I was once invited to speak for a Golden Retriever club with the request that I adjust all my training advice so that it applied to Golden Retrievers. Instead, I suggested that we talk a lot about other breeds, how they learn, how they play, how they move, think, solve problems. I told the lady who invited me to speak about Golden Retrievers that the club members would learn more about Goldens if they understood better what a Golden wasn’t.
Perhaps it’s worth taking that concept a bit further. What can we learn about dogs by paying more careful attention to ducks, say, or moose, bears, whales, cats, mice, even fish. I’m not talking about training these creatures, but watching them and asking oneself questions.

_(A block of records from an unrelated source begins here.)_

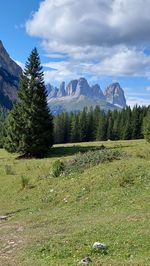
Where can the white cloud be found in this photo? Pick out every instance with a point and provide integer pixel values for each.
(148, 88)
(100, 37)
(22, 65)
(137, 100)
(91, 22)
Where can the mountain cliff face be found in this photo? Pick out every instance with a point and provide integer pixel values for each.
(9, 78)
(115, 95)
(78, 94)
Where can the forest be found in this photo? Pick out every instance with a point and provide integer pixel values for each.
(95, 124)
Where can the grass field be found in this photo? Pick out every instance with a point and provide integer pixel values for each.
(55, 220)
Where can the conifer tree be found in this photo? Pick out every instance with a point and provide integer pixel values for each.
(147, 126)
(29, 126)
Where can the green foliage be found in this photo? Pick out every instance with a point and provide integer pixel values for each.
(94, 124)
(58, 221)
(57, 168)
(8, 169)
(29, 126)
(91, 158)
(85, 160)
(24, 181)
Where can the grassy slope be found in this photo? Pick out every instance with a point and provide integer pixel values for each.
(47, 230)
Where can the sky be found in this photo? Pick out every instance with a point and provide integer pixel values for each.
(103, 40)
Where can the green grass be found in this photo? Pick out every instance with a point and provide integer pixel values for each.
(55, 221)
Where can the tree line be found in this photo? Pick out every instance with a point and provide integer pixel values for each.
(30, 129)
(95, 124)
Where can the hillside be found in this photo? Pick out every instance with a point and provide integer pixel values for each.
(9, 78)
(79, 94)
(55, 220)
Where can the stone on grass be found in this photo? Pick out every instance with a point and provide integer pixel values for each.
(3, 217)
(100, 246)
(85, 261)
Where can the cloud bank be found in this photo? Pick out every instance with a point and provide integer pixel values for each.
(98, 37)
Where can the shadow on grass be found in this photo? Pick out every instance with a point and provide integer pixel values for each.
(69, 151)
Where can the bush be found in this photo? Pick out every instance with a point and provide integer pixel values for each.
(57, 168)
(91, 158)
(24, 182)
(8, 170)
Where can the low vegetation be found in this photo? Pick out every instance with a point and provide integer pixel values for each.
(54, 215)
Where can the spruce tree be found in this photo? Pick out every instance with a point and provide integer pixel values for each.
(29, 127)
(147, 126)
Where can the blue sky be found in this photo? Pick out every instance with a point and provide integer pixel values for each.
(103, 40)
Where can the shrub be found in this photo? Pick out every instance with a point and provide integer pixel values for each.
(91, 158)
(8, 170)
(24, 181)
(57, 168)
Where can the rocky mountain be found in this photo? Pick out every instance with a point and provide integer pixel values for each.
(115, 95)
(78, 94)
(9, 78)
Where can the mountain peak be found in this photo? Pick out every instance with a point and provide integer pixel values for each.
(9, 78)
(79, 94)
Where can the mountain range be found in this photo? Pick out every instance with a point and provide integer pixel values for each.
(73, 97)
(78, 94)
(9, 79)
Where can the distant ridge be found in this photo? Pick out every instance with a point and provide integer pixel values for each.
(9, 78)
(78, 94)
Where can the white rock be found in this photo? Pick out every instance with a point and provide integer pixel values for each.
(99, 246)
(85, 261)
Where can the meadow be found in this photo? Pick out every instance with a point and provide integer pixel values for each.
(54, 220)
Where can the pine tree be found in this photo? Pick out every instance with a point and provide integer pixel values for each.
(29, 127)
(147, 126)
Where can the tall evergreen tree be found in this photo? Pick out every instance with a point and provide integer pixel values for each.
(147, 126)
(29, 127)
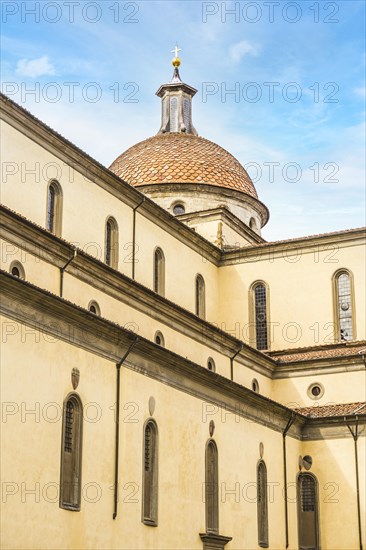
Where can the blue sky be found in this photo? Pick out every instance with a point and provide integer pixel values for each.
(294, 117)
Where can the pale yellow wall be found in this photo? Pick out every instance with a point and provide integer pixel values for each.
(37, 271)
(334, 466)
(32, 456)
(300, 294)
(343, 387)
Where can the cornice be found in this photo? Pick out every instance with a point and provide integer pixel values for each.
(56, 251)
(96, 273)
(64, 321)
(40, 133)
(29, 305)
(223, 214)
(334, 427)
(269, 251)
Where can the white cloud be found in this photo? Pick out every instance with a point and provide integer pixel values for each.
(239, 50)
(35, 67)
(361, 92)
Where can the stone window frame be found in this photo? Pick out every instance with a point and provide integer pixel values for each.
(111, 242)
(150, 478)
(253, 224)
(159, 271)
(252, 314)
(159, 334)
(336, 319)
(299, 499)
(95, 305)
(200, 296)
(17, 265)
(211, 362)
(212, 487)
(71, 461)
(262, 504)
(54, 207)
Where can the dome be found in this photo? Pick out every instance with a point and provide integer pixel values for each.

Self, you might ask, how does the mother duck teach her young the lessons they need to thrive as adults? Can a moose understand the intentions of a human, or of a dog? What do bear cubs learn when they wrestle and play (and how is this similar to and different from the way wolf cubs wrestle and play?) When a cat wags his tail, does it have the same meaning as when a dog wags his tail? (I thought I should toss in an easy one!) And the basic question, why? Why is that creature doing what it’s doing? What is it trying to accomplish?

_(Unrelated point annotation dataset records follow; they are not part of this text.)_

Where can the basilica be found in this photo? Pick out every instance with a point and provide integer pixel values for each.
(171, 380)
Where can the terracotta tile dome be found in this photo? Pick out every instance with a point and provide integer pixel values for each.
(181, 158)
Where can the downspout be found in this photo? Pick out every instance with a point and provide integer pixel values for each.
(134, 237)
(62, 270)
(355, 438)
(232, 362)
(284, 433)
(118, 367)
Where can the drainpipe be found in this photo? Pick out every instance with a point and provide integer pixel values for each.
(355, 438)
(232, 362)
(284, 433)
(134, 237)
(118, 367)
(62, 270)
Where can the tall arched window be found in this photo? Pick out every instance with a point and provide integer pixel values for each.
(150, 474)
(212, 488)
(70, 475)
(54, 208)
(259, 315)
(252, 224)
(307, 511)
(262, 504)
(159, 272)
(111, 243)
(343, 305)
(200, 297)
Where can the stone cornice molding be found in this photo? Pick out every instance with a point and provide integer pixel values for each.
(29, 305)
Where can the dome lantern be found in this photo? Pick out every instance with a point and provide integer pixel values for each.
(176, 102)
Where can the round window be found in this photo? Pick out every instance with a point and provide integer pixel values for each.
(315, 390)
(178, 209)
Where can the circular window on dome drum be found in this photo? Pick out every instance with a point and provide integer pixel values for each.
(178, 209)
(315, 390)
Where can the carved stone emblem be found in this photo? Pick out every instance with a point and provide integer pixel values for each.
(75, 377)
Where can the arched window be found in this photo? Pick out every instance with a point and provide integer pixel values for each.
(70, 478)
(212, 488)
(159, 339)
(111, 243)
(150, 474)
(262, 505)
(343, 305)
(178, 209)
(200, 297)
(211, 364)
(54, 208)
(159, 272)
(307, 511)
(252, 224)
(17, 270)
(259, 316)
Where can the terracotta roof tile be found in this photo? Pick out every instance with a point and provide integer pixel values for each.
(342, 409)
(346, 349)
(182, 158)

Now, with a fresh way to look at your dog, can you ask yourself similar questions. You can quietly observe dogs at play, dogs working, dogs competing, dogs eating, dogs meeting strangers, dogs greeting friends and you can ask yourself the purpose of the behavior you are watching, and then the purpose beneath the purpose.
When is a dog not a dog? Well, never. But watching other creatures can sometimes teach you more about what a dog is by showing you what he might have in common with other animals and how he is different.